It’s something we’ve all been through. You and your roommate have been living together for 36 hours and it’s become almost impossible to ignore the massive elephant in the room. You killed as much time as you could by talking about the admitted students’ days at other colleges you were accepted to, stripping naked and comparing the sizes of your Intel Science Fair trophies, etc. But it’s been eating you up inside, and finally you just have to ask: is your roommate also a valedictorian? Here are some tips on how to navigate “The Talk.”

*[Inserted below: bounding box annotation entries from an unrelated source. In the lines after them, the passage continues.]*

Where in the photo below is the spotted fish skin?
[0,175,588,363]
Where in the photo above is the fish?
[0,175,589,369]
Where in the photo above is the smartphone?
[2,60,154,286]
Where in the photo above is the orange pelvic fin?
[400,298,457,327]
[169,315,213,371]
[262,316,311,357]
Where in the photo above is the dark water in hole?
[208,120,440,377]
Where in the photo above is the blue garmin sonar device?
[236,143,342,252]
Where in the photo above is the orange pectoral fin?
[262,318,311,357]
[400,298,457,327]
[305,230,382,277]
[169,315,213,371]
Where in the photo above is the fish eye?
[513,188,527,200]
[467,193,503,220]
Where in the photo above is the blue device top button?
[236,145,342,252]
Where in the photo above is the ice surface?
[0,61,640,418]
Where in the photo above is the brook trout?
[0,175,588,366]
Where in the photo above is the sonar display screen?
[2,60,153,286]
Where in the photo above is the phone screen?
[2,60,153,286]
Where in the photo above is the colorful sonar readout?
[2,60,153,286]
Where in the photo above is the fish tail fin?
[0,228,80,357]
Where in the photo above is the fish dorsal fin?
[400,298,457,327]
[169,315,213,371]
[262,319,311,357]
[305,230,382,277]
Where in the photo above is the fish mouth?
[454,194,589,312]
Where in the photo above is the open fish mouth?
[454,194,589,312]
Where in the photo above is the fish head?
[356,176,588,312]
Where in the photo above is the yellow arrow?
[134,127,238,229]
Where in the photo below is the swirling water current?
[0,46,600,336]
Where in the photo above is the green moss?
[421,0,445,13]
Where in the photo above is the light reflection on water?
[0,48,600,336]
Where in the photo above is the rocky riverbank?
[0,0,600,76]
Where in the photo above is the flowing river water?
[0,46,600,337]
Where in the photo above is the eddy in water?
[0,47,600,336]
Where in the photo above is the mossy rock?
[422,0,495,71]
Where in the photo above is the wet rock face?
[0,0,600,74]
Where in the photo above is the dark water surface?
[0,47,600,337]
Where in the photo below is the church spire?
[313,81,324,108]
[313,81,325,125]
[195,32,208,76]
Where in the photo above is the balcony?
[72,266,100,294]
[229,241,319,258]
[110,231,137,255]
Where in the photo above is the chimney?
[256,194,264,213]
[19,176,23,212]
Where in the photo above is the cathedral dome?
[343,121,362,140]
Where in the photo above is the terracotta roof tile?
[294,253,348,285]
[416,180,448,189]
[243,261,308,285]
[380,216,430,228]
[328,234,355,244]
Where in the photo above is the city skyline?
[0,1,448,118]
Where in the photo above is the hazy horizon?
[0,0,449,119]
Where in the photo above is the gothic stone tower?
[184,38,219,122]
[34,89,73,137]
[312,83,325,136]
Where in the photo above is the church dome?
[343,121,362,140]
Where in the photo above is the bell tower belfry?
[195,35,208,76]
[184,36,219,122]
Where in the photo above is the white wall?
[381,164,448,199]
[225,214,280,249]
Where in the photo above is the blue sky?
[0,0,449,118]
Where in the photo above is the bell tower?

  1. Make sure you are both comfortable enough with each other to have “The Talk.” It’s important to you show your roommate you have a vulnerable side before revealing the full extent of your megalomania. Try telling them about some bullshit time when you experienced failure and how you pretended to learn from it, like when you were doing a group presentation and realized you couldn’t do it all by yourself because your group was greater than the sum of its parts but also because everyone was required to present at least one slide so you stood in the back of the room with phonetic cue cards and hoped that Brett wouldn’t butcher the pronunciation of “momentous” as badly as he did in rehearsal. See – social interaction isn’t all that different from writing your application essays!
  2. Read the room(mate). You might be able to gauge whether your roommate was a valedictorian just from context clues. For example, tell them your favorite song is “Pomp and Circumstance” and that you need to listen to it every night in order to fall asleep. If your roommate does not immediately echo this sentiment and don their graduation robes as pajamas, chances are they weren’t a valedictorian. You can tell for sure by staying awake and listening to see if they recite their valedictory address in their sleep. If they don’t, either they’re not a valedictorian or Pavlov was full of shit!
  3. Play it cool. While saying something like “Please tell me you were worthwhile enough as a human being to be your high school valedictorian, like me” seems polite because you said “Please,” such direct phrasing might come off as rude. Instead, try saying something a bit more passive, like “Hey. Just wondering if you felt like telling me if you were valedictorian or not. Okay, never mind. I’m sorry I even asked.” The best way to be polite is to always apologize in advance for everything.

Now here’s the difficult part: what if your roommate isn’t a valedictorian? Well, first off, you can always hope they went to one of those wishy-washy snowflake high schools that don’t have ranks or valedictorians because they are worried about “anxiety” and “depression.” But even then, you’ll have no way to assure that they would’ve been valedictorian if their school did have them. Worst comes to worst, remember that being valedictorian isn’t everything. Because at the end of the day, if they’re not a valedictorian, it means their parents have a lot of money. And isn’t that what matters most of all?